Lumps the levels of an ordered categorical variable, combining only adjacent
levels, so as to preserve as much mutual information as possible with a
supplied outcome. The outcome may be discrete (a factor) or continuous
(numeric); see vignette("supervised") for the distinction.
Usage
lump_ordinal_supervised(
data,
outcome,
threshold,
levels = NULL,
verbose = FALSE,
level_namer = default_level_namer,
outcome_mode = c("auto", "discrete", "continuous")
)Arguments
- data
Factor or character vector of the categorical data.
- outcome
Vector to be used as a source of information about
data.- threshold
The minimum number of samples each lumped level should contain.
- levels
Character vector specifying the strict ordinal hierarchy of the levels (from lowest to highest).

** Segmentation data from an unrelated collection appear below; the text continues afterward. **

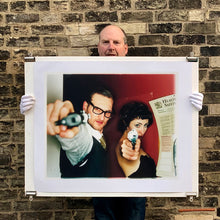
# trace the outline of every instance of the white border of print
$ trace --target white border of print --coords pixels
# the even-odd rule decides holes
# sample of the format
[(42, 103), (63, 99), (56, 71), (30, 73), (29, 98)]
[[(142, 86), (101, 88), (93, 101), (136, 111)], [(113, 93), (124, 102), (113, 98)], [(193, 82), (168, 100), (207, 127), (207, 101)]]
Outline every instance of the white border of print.
[[(178, 175), (155, 179), (47, 177), (47, 75), (62, 79), (63, 74), (74, 73), (176, 74)], [(61, 96), (62, 88), (54, 86)], [(198, 112), (189, 102), (189, 95), (196, 91), (198, 62), (188, 62), (186, 57), (36, 57), (34, 62), (25, 62), (25, 94), (36, 99), (34, 108), (25, 115), (26, 194), (33, 191), (37, 196), (198, 196)]]

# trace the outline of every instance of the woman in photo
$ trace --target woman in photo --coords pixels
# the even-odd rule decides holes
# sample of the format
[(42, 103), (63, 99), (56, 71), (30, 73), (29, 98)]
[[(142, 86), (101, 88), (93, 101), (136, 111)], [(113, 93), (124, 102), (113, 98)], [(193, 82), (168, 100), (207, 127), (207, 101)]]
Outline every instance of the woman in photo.
[[(142, 138), (152, 123), (153, 115), (143, 102), (129, 102), (120, 110), (118, 128), (122, 137), (116, 147), (116, 156), (126, 177), (156, 177), (155, 162), (141, 146)], [(135, 136), (137, 136), (137, 140), (135, 140)], [(131, 160), (125, 159), (122, 145), (137, 151), (137, 157), (131, 158)]]

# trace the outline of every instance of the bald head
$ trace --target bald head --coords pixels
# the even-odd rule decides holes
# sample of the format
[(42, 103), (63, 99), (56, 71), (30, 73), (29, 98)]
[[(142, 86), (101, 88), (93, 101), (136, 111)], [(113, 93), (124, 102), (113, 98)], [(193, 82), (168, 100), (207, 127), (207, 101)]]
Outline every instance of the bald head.
[(99, 34), (99, 56), (126, 56), (127, 39), (124, 31), (115, 25), (108, 25)]

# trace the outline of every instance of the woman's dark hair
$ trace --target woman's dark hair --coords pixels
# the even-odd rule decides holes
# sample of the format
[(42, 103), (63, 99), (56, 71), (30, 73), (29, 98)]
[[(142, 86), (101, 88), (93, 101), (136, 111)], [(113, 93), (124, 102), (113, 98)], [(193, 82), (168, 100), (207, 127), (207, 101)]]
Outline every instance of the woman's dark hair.
[(143, 102), (128, 102), (121, 108), (119, 112), (119, 131), (123, 133), (129, 126), (130, 122), (134, 119), (148, 119), (149, 127), (153, 123), (153, 114), (149, 110), (148, 106)]

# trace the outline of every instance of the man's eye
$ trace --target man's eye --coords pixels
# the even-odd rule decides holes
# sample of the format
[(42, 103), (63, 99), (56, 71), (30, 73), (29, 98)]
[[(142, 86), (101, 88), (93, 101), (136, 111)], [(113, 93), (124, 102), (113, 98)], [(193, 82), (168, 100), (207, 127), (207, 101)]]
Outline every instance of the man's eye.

Required if
datais not already an ordered factor.- verbose
Logical value dictating if values should be printed. Default:
FALSE.- level_namer
Function that takes a character vector of the original levels in a lump and returns the name of the new lumped level. Default: concatenating the original levels with a "+" in between.
- outcome_mode
Whether to treat the outcome as discrete or continuous. Default: inferred based on the type of
outcome.
See also
maximum_mutual_information_ordinal_supervised() for the underlying algorithm that this function wraps.
lump_ordinal() for the unsupervised version of this function.
Examples
# Discrete outcomes:
data <- c("Low", "Medium", "Low", "High", "Medium",
"Medium", "High", "High", "Low", "High")
outcome <- c( 0, 1, 0, 1, 1,
0, 1, 1, 0, 1)
outcome <- factor(outcome)
lump_ordinal_supervised(data, outcome, threshold = 4,
levels = c("Low", "Medium", "High"))
#> [1] Low+Medium Low+Medium Low+Medium High Low+Medium Low+Medium
#> [7] High High Low+Medium High
#> Levels: Low+Medium < High
# It is also possible to directly pass ordered data:
data <- ordered(data, levels = c("Low", "Medium", "High"))

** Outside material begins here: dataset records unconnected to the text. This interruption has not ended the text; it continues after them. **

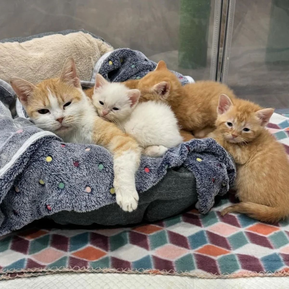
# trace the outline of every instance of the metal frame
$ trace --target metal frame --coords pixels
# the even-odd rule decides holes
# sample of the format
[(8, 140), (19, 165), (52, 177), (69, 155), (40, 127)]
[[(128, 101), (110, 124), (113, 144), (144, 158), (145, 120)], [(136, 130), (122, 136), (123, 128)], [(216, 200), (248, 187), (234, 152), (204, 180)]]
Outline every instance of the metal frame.
[(219, 80), (221, 82), (224, 83), (227, 83), (228, 78), (236, 3), (236, 0), (228, 0), (225, 39), (223, 47), (222, 64), (220, 68), (220, 79)]
[(216, 80), (218, 75), (223, 2), (223, 0), (215, 0), (215, 1), (214, 28), (210, 69), (210, 79), (212, 80)]

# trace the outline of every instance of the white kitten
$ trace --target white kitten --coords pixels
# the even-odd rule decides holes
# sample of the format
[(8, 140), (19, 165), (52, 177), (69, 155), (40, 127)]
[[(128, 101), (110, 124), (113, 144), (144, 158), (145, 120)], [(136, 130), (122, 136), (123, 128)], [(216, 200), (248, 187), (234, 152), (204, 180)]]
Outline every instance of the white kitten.
[(163, 103), (138, 103), (140, 95), (138, 90), (110, 83), (98, 74), (92, 100), (99, 115), (134, 136), (145, 154), (160, 157), (168, 148), (182, 141), (177, 121), (170, 107)]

lump_ordinal_supervised(data, outcome, threshold = 4)
#> [1] Low+Medium Low+Medium Low+Medium High Low+Medium Low+Medium
#> [7] High High Low+Medium High
#> Levels: Low+Medium < High
# Alternatively, use a continuous outcome variable:
data <- c(rep("Low", 10), rep("Medium", 4), rep("High", 5))
n <- length(data)
outcome <- rnorm(n, mean = ifelse(data == "High", 10, 0))
lump_ordinal_supervised(data, outcome, threshold = 5,
levels = c("Low", "Medium", "High"))
#> [1] Low+Medium Low+Medium Low+Medium Low+Medium Low+Medium Low+Medium
#> [7] Low+Medium Low+Medium Low+Medium Low+Medium Low+Medium Low+Medium
#> [13] Low+Medium Low+Medium High High High High
#> [19] High
#> Levels: Low+Medium < High